The French couple decide they will have Tea and Almond Tart, and, are duly served with a slice cut from the freshly prepared tart brought out for the elderly French lady.
Kathleen has now started eating smarties and chocolate buttons from a small selection on our table, to fight off hunger pangs.
We are served with a portion of nibbles (peanuts, chorizo etc), to keep us amused.
Our Gallettes arrive.
They are excellent!
The couple seated by the window pay their bill and leave.
The elderly French lady leaves.
The French couple finish their Almond tart and tea, pay their bill and leave.
It would appear, the rule of thumb is, only one couple can be eating their main course at once.
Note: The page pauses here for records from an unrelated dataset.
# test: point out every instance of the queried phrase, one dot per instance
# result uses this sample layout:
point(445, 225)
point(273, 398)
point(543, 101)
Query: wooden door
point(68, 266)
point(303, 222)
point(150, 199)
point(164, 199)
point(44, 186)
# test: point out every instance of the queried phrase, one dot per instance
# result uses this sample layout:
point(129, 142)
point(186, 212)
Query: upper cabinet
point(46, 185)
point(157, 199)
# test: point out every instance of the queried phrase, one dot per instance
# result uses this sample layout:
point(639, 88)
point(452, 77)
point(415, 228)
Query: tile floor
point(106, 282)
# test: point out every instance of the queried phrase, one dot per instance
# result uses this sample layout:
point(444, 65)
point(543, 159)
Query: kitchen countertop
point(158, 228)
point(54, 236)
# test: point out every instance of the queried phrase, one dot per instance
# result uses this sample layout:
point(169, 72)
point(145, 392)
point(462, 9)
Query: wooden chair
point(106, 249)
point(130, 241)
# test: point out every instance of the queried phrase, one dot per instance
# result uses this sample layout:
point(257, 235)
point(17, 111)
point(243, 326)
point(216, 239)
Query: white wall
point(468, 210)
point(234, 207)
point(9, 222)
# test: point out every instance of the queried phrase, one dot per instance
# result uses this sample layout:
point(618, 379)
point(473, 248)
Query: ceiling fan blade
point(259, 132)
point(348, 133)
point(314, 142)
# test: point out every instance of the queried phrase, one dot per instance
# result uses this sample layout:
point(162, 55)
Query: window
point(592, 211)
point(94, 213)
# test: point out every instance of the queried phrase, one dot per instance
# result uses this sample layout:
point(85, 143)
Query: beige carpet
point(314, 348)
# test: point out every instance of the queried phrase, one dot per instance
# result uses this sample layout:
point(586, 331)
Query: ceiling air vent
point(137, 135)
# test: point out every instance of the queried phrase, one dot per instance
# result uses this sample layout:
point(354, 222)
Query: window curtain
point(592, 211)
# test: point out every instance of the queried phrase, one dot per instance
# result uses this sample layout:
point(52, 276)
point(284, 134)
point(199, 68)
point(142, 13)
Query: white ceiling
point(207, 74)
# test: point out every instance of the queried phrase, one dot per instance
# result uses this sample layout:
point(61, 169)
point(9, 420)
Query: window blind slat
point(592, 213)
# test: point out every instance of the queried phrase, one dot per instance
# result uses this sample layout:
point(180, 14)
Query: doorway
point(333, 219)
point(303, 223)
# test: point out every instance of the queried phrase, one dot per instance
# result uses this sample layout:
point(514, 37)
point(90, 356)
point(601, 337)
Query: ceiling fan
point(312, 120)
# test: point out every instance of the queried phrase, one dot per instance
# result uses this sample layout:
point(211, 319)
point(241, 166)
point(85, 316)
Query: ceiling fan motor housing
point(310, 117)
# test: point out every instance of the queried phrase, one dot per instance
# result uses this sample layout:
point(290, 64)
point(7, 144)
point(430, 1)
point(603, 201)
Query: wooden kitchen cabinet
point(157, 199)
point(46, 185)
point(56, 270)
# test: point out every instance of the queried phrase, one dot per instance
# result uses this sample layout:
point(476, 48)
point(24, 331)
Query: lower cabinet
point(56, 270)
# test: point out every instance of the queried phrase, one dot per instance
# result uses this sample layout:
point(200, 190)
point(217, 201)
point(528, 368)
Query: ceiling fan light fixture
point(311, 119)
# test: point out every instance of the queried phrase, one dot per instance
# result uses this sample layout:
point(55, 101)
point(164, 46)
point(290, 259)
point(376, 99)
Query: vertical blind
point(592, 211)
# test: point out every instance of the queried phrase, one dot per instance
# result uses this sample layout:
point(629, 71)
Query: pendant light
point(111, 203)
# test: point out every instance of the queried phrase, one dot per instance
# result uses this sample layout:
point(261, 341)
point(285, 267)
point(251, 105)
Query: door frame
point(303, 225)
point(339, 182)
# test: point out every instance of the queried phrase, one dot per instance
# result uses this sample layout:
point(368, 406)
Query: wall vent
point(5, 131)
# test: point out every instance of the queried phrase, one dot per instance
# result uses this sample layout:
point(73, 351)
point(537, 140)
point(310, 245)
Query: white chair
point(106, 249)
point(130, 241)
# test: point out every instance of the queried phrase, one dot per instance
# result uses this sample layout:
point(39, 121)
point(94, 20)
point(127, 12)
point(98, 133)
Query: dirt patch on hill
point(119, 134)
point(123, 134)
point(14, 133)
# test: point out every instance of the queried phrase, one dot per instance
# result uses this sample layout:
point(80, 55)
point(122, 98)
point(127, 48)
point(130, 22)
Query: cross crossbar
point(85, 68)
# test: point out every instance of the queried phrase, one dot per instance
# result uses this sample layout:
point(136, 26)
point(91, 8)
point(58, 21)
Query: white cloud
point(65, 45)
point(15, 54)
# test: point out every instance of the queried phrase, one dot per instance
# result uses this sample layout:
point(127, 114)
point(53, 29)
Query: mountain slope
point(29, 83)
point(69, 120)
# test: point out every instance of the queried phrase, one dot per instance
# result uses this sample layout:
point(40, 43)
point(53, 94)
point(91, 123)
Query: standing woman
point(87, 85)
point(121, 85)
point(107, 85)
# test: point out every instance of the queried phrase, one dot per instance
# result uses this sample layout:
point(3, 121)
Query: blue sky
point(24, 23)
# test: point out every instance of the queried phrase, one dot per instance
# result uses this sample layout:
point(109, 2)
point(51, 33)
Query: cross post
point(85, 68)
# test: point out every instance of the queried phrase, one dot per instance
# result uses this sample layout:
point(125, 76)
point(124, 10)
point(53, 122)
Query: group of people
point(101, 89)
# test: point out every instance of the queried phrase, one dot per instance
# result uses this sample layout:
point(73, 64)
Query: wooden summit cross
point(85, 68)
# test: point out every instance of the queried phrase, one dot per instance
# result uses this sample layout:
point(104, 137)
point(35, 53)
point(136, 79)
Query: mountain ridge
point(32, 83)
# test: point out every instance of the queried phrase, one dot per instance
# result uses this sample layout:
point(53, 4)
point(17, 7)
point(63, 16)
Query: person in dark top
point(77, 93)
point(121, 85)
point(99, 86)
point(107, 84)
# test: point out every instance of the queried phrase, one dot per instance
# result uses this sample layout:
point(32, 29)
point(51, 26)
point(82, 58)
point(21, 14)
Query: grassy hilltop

The two Dutch (?) ladies are served with their Gallettes.
We finish our wine.
Kathleen decides, she will "go to the ladies". At this point, she discovers why a lengthy explanation was necessary, after passing the "the door" (or should that be la porte). The door opens into any alleyway, she is instructed "walk past the two bicycles, up the wooden stairs, and you will find the toilet at the top of the stairs". Kathleen tells me, having climbed the stairs, which appear to date from the middle ages, she did find a perfectly functional, clean, modern toilet".
I pay the bill, Euro23.50. Like everyone else before me, I am given a full explanation of the breakdown of my bill, in English!
We have been in here for about two hours, it have been entertained, amused and very well fed, Kathleen has learned to chill (well, a little), an absolute bargain, in my humble opinion.
If you are passing this way, do try it!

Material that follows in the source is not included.